- Name: George Stewart WHITE
- D.O.B: 4th Jul, 1835
- D.O.A: 1st Sep, 1880
- D.O.D: 24th Jun, 1912
- Award: Victoria Cross
- Occupation at time of action: Major 92nd (Gordon Highlanders) Regiment
- Book: The Complete History - Volume 1
Charasia, Afghanistan 6 October 1879
6 October 1879
THE SECOND AFGHAN WAR 1878-80
Sher Ali, the old Amir of Afghanistan, had died at Mazar-i-Sharif on 21 February 1879 on his way to Tashkent, hoping to secure Russian aid. His successor was his son Yakub Khan. On 26 May 1879 he signed the Treaty of Gandamak with the British, bringing to an end the first phase of the Second Afghan War. The Treaty accepted British control over Afghan foreign affairs and the establishment of a British Envoy at Kabul. It also abandoned Afghan claims to the Khyber Pass and agreed to British control of the Kurram Valley and other border areas. These territorial concessions were deeply resented in Afghanistan and on 3 September the new British minister Sir Louis Cavagnari with all his staff and military escort including Lieutenant W R P Hamilton VC were murdered at Kabul by mutinous soldiers. Major General F S Roberts VC was ordered back to Afghanistan from Simla and by 28 September he was at Kushi only 44 miles south of the capital. Here he was met by the Amir, Yakub Khan. Unwilling to deliver Afghanistan to the British but unable to drive them out, the Amir abdicated, leaving the country without an effective government. On 6 October 1879 Roberts reached Charasia, only five miles north of Kabul. There were two possible routes to the capital, one along the valley of the Kabul river and the other the valley of the Logar river. The Afghan defenders of the capital had taken up their position on the range of hills between them. Though Roberts with a force of only 3,800 men found himself vastly outnumbered, he ordered Brigadier General T Baker to attack. Baker led the advance on the left, deputing to Major G S White the assault on the right and the capture of the Sang-i- Nawishta, the gorge of the Logar, the entrance to which was guarded by a conical hill. White himself led two companies of the Gordon Highlanders in the successful attack on this position. White was then able not only to advance but to send two companies to assist Baker. By 5pm the British had driven the Afghans from all their positions and were able to advance to camp in front of Kabul. After some days spent in operations against Afghan forces in the neighbour - hood of the capital, the British formally took possession of the city on 13 October 1879.

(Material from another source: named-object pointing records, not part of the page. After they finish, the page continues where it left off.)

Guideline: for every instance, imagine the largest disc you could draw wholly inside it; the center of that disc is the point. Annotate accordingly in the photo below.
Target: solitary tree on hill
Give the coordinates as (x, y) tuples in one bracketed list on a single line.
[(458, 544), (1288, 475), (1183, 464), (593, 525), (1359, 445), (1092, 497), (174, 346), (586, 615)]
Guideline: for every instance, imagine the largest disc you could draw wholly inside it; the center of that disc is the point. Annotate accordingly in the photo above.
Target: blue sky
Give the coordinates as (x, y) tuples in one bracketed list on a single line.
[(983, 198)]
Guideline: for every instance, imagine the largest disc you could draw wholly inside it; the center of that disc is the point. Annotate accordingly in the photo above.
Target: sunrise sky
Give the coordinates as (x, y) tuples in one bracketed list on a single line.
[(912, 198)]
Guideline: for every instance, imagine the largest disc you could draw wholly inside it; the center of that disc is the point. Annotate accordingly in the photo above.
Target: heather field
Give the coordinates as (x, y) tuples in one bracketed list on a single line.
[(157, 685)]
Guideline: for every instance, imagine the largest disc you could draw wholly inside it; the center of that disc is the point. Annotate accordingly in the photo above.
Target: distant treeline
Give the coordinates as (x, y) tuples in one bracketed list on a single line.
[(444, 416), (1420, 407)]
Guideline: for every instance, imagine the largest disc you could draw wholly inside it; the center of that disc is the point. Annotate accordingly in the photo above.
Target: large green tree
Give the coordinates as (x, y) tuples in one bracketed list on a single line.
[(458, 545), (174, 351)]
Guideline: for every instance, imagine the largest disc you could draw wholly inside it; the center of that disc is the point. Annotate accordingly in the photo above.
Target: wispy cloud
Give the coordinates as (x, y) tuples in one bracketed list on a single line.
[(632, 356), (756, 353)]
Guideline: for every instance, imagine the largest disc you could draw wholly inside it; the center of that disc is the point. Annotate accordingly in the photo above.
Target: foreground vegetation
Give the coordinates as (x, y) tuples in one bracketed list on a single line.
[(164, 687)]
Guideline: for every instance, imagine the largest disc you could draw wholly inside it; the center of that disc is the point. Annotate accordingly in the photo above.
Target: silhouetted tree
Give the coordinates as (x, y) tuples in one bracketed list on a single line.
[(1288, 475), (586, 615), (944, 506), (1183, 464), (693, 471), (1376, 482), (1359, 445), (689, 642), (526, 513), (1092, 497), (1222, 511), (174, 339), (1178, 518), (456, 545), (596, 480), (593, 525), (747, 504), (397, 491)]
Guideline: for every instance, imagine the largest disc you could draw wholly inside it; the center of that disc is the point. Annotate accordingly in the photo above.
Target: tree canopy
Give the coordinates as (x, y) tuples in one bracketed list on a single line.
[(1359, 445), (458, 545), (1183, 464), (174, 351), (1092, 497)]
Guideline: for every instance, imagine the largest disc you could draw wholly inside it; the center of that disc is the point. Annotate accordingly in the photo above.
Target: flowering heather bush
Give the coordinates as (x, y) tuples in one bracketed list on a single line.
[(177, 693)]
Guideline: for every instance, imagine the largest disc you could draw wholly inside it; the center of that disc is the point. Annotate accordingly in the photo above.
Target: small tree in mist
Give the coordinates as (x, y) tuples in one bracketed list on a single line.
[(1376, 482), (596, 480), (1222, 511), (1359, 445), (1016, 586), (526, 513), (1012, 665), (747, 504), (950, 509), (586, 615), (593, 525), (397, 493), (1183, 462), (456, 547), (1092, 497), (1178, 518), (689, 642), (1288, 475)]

For conspicuous bravery during the engagement at Charasiah on the 6th October, 1879, when, finding that the artillery and rifle fire failed to dislodge the enemy from a fortified hill which it was necessary to capture, Major White led an attack on it in person. Advancing with two companies of his regiment, and climbing from one steep ledge to another, he came upon a body of the enemy, strongly posted, and outnumbering his force by about 8 to 1. His men being much exhausted, and immediate action being necessary, Major White took a rifle, and, going on by himself shot the leader of the enemy. This act so intimidated the rest that they fled round the side of the hill, and the position was won. Again, on the 1st September, 1880, at the Battle of Candahar, Major White, in leading the final charge, under a heavy fire from the enemy, who held a strong position and were supported by two guns, rode straight up to within a few yards of them, and seeing the guns, dashed forward and secured one, immediately after which the enemy retired.